Y entonces yo, caballero, también maté a niños. Le gasté esa mala pasada. Con esos no pudo él. No pudo él, fui yo. Y habría matado otros muchos, pero usted me cogió. ¡Ahí tiene!
Yo iba a morir guillotinado. ¡Yo! ¡Cómo se habría reído ese reptil! Entonces pedí un sacerdote, y mentí. Me confesé. Mentí; y he vivido.
Ahora se acabó. No puedo ya escapar de él.
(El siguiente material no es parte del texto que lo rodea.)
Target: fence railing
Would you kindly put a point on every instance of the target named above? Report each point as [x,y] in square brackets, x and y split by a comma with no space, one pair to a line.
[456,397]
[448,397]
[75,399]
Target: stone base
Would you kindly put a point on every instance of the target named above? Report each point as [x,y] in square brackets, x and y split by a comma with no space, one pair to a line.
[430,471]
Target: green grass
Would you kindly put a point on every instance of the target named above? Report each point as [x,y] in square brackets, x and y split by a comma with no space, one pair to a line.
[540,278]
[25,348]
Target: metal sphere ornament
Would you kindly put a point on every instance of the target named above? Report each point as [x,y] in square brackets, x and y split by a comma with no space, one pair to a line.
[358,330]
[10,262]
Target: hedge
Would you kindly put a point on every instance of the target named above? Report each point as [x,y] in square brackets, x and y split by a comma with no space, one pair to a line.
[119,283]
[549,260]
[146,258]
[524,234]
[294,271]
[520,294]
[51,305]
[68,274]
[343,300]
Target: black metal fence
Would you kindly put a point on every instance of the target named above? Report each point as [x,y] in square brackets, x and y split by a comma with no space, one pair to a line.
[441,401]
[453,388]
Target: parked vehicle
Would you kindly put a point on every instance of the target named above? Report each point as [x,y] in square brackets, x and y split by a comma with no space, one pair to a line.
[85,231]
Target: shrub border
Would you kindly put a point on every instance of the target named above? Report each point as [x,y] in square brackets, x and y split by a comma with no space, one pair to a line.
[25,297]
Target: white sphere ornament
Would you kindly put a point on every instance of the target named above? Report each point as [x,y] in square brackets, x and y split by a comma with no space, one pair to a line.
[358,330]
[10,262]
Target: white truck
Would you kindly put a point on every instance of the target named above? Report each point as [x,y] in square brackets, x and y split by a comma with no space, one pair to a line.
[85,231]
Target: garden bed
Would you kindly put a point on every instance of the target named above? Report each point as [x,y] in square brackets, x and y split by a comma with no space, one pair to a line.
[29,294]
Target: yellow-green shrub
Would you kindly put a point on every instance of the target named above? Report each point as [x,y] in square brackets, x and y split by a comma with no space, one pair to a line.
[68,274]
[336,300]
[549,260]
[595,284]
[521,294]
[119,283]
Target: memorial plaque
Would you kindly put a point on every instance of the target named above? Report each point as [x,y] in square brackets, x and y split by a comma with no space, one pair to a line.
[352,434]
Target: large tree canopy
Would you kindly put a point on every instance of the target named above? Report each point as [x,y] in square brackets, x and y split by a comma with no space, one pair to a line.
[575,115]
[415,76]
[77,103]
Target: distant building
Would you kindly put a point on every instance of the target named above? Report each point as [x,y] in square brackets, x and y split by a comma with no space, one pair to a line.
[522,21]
Pero no le tengo miedo, caballero, lo desprecio demasiado.
Era espantoso ver al infeliz que jadeaba, hablaba entre hipos, abriendo una boca enorme para escupir a veces palabras que apenas se entendían, y tenía estertores, y arrancaba la tela de su jergón, y agitaba, bajo una manta casi negra, sus piernas flacas, como para escapar.
¡Oh! ¡Qué horrible ser y qué horrible recuerdo!
Le pregunté.
«¿No tiene usted nada más que decir?
—No, señor.
—Pues entonces, adiós.
—Adiós, caballero, un día u otro...»
Me volví hacia el sacerdote, lívido y que pegaba a la pared su alta silueta oscura:
«¿Se queda usted, señor cura?
—Me quedo.»
Entonces el moribundo rió burlonamente:
«Sí, sí, él envía sus cuervos sobre los cadáveres.»